Past_key_values - why not past_key_values_queries?

My understanding is that when passed a sequence of input vectors, a transformer self-attention block computes three different transformed versions of that sequence: the keys, the queries, and the values. Then it takes the key/query dot products, softmaxes, and takes a weighted average of the values.

How is it that when we pass past_key_values to a huggingface transformer, we don’t have to pass the queries as well? Since we don’t pass in the tokens (input_ids) for the previous values, there would be no way for the model to re-compute the queries, so how can it possibly run the forward pass?

1 Like

Hey @j3m :wave: When you’re doing auto-regressive text generation, you predict one token at a time. When predicting a given token, in the attention layer, you need to compute the attention between the most recent token and all tokens generated so far – you use the query from the last token, but the key and the value from all tokens generated so far.
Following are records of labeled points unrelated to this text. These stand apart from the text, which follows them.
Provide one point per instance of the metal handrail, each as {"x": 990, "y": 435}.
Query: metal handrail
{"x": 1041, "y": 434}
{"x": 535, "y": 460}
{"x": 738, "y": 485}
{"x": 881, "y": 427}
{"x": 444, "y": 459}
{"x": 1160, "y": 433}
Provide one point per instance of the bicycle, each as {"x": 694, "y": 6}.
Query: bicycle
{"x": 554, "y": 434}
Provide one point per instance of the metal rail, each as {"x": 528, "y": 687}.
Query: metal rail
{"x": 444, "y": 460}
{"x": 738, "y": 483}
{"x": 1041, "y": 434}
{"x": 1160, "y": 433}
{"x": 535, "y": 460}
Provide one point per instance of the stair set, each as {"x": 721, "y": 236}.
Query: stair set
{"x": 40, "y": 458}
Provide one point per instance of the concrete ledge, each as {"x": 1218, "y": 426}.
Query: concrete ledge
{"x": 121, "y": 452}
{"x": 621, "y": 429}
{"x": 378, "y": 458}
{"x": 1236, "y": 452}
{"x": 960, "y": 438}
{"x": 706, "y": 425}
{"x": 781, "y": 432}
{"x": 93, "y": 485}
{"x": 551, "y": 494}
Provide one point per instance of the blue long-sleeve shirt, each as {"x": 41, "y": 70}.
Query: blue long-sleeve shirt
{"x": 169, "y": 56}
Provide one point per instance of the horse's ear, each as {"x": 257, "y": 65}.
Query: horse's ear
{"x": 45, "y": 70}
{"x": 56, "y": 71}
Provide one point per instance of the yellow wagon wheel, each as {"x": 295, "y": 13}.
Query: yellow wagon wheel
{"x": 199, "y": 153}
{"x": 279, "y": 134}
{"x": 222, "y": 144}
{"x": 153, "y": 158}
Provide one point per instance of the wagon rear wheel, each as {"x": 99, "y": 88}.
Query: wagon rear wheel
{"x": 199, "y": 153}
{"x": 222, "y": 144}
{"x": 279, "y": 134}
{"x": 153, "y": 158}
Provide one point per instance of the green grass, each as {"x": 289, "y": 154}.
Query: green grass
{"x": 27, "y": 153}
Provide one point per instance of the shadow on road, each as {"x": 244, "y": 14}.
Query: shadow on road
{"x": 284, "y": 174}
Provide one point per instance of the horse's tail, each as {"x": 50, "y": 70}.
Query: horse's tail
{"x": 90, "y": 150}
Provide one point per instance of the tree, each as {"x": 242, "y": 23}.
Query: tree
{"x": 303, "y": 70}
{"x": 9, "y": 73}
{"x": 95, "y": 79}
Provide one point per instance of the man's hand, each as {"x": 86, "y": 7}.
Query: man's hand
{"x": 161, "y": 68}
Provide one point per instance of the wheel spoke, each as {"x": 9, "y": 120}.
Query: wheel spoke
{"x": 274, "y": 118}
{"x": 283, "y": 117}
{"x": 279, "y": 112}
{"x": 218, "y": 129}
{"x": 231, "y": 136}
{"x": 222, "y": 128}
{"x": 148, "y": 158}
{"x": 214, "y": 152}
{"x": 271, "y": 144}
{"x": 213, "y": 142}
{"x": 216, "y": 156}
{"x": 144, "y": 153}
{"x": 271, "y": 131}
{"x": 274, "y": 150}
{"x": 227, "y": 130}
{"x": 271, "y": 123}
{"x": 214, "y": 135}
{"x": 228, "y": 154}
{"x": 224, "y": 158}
This means you have no benefit in caching the query, but you save a few computations if you cache the key and the value :slight_smile:

For further reference, check the Masked Self-Attention section of The Illustrated GPT-2 :hugs:

6 Likes

Are you saying that during the decoding step, the key/value and query vectors do not share the same sequential length dimension? This would mean that at every step of decoding the Query vector would have dimensions [Batch, 1, EmbeddingLength] while the Key&Value vector would have dimensions [Batch, 1, SeqLenUpTillCurrentPredictedToken]. Which honestly makes a lot of sense, but I guess I’ve gotten different impressions from different sources online.
Even in the illustrated GPT-2 at this part I’m given the impression that when he is generating the KVQ vectors for the second word, he states that they can reuse the Q vector of the first word, implying that the KVQ vectors would share the same sequence length dimension.

The key/value and query vectors do not have the same sequence length: you need the key/value for each each token in the sequence, whereas you only need the query of the last token. Due to the mask attention, there’s no point in recalculating the q, k and v for the previous tokens – you’ll get exactly the same q, k and v in each decoder since those tokens cannot see the last token that has been added to the sequence.

But why do we just need the ks and vs and not the qs of the previous tokens? To answer this, think about why you need the qs in the first place: the q of a token “observes” the rest of the tokens to compute the attention score (q*k). Due to the casual masking of the tokens at the right, this computation for each decoder would be identical no matter how many tokens you add at the right side. Consequently, the updated embedding for that token won’t change after the decoder, and the k and v for the next decoder will be the same as in the previous inference call to the model. So you can just cache the k and v and not deal with the qs since the embeddings are never going to change, due to the casual masking.

A good article adding more detail on top of the illustrated GPT-2 is Speeding up the GPT - KV cache | Becoming The Unbeatable. What happens is that, when sampling the next token, you generate the new key, value and query corresponding to the last-sampled token. Then you append that new key and value to the cache of the previous keys and values. As a result, you end up with a value and key for each token in the sequence. For the query, you only need the one of the last-sampled token, so there’s no need to cache the previous ones.

1 Like

(post deleted by author)

Read this famous article and find the following sentence

Notice that the second path is the only one that’s active in this calculation. Each layer of GPT-2 has retained its own interpretation of the first token and will use it in processing the second token

It explains everything.

The key is “masked self-attention”.

If you use “traditional self-attention” (which is wrong in practice), you can cache Q, K, V for all tokens at Layer 1, as you mentioned in your question. But from Layer 2 on, everything is recomputed so there is no chance of cache.